Spin-off issue from #320331-133: Turn custom_url_rewrite_inbound and custom_url_rewrite_outbound into hooks.

hook_url_inbound_alter() is great, but surely there must be some way to not have it destroy the performance gains from page caching when using a module that just needs to know $_GET['q'] within hook_boot() or hook_exit().

Comments

effulgentsia’s picture

Issue tags: +Performance

tagging

catch’s picture

subscribing.

gpk’s picture

What does hook_url_inbound_alter() need to make it run successfully, apart from drupal_alter() being available?

dave reid’s picture

Mostly it was drupal_alter() and the assumption that since this is the opposite of hook_url_outbound_alter(), it should run the same bootstrap. We could make a copy of it and put it into bootstrap.inc (bootstrap_alter). Also in the test function we had used user_load_by_name() but I guess that could be converted to a simpler query: SELECT uid FROM {users} WHERE name = :name instead of relying on user.module being loaded. I guess if a module implementation of hook_url_inbound_alter() needed a full bootstrap it could do so itself and we can add BOOTSTRAP_PATH back in.

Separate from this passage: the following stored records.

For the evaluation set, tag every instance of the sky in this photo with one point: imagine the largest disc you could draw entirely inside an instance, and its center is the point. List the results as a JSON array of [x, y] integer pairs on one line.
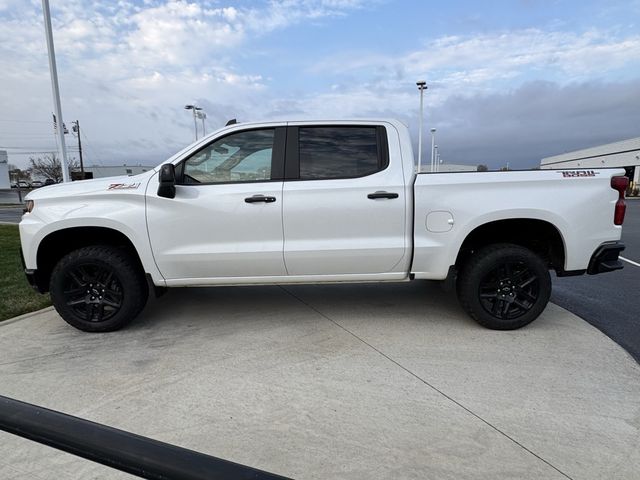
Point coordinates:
[[508, 81]]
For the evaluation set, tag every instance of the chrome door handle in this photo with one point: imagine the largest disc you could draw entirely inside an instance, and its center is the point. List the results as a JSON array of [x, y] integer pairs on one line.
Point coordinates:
[[375, 195], [260, 198]]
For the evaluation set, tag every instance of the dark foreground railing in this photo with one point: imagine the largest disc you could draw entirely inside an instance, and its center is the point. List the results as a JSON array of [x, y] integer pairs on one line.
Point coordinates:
[[117, 449]]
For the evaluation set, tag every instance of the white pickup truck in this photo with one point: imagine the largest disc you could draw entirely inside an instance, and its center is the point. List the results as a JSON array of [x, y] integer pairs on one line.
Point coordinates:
[[312, 202]]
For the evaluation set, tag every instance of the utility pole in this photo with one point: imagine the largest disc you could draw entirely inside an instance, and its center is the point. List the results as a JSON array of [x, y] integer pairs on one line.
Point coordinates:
[[433, 144], [62, 148], [194, 109], [422, 86], [202, 116], [76, 128]]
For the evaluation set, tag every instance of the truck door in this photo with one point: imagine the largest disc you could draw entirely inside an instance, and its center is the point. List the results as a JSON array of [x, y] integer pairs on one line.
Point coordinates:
[[344, 203], [226, 217]]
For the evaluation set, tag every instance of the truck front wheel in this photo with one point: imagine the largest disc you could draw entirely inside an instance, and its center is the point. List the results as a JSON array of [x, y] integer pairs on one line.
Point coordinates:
[[504, 286], [98, 288]]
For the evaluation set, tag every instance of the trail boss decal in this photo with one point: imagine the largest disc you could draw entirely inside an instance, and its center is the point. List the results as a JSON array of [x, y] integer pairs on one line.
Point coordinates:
[[123, 186], [579, 173]]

Other changes required to revert removing the bootstrap:
- Add 'url_inbound_alter' to http://api.drupal.org/api/function/bootstrap_hooks/7
- Add to the hook documentation that a full bootstrap is not available.

dave reid’s picture

I'd also like to see more benchmarks with the current code and statistics module enabled. Ones I did indicated little difference. Recent ones indicate huge difference.

gpk’s picture

@5: my hunch in #320331-121: Turn custom_url_rewrite_inbound and custom_url_rewrite_outbound into hooks was that the page cache probably wasn't turned on for your tests.

Re 4:
> - Add 'url_inbound_alter' to http://api.drupal.org/api/function/bootstrap_hooks/7
Given that the 'url_inbound_alter' hook is only required during a cached page response if a module (e.g. statistics) has upped the bootstrap phase to DRUPAL_BOOTSTRAP_PATH, can we distinguish between boot/exit/watchdog and url_inbound_alter? Otherwise we could be loading modules unnecessarily. The bootstrap column in {system} is already a full-blown int so there's certainly room to store the info..

dave reid’s picture

It would needed to be added to bootstrap_hooks since it's invoked prior to all modules loaded. Otherwise modules that do implement url_inbound_alter() but not the other bootstrap hooks would never be run.

gpk’s picture

I was thinking that in many cases this could cause such modules to be loaded unnecessarily, however possibly it would require too big an API change at this stage to finesse the loading of these modules. Same could also be said for modules implementing hook_watchdog - in 99% of cached page requests they will not be needed.

sun.core’s picture

Priority: Critical » Normal

Not critical. Please read and understand Priority levels of Issues, thanks.

effulgentsia’s picture

Priority: Normal » Critical

To be honest, I don't entirely understand the description of "critical" on that page, but if "critical" means we should not release Drupal 7 until this is resolved, then this issue is critical as per #320331-126: Turn custom_url_rewrite_inbound and custom_url_rewrite_outbound into hooks and remaining discussion on that issue. Turning url inbound rewriting from a handler to an alter hook resulted in a site with statistics module enabled having 500% or worse performance degradation for serving cached pages, and according to webchick, this is unacceptable. This issue can be marked fixed if we roll that other one back. But I don't accept that that's the only path towards fixing this.

catch’s picture

Yes, we either fix this, or we roll back hook_url_*_alter(). Note that the hooks also cause potentially infinite recursion if you call url() inside taxonomy_term_load() per #712076: Infinite loop possibility and performance problems in forum_url_outbound_alter().

effulgentsia’s picture

Title: Full bootstrap is required for $_GET['q'] to be initialized: makes page caching incompatible with statistics module » A site with statistics module enabled is much slower in serving cached pages in D7 than in D6

Better issue title I think, and one that got me thinking about an alternate way to solve the problem.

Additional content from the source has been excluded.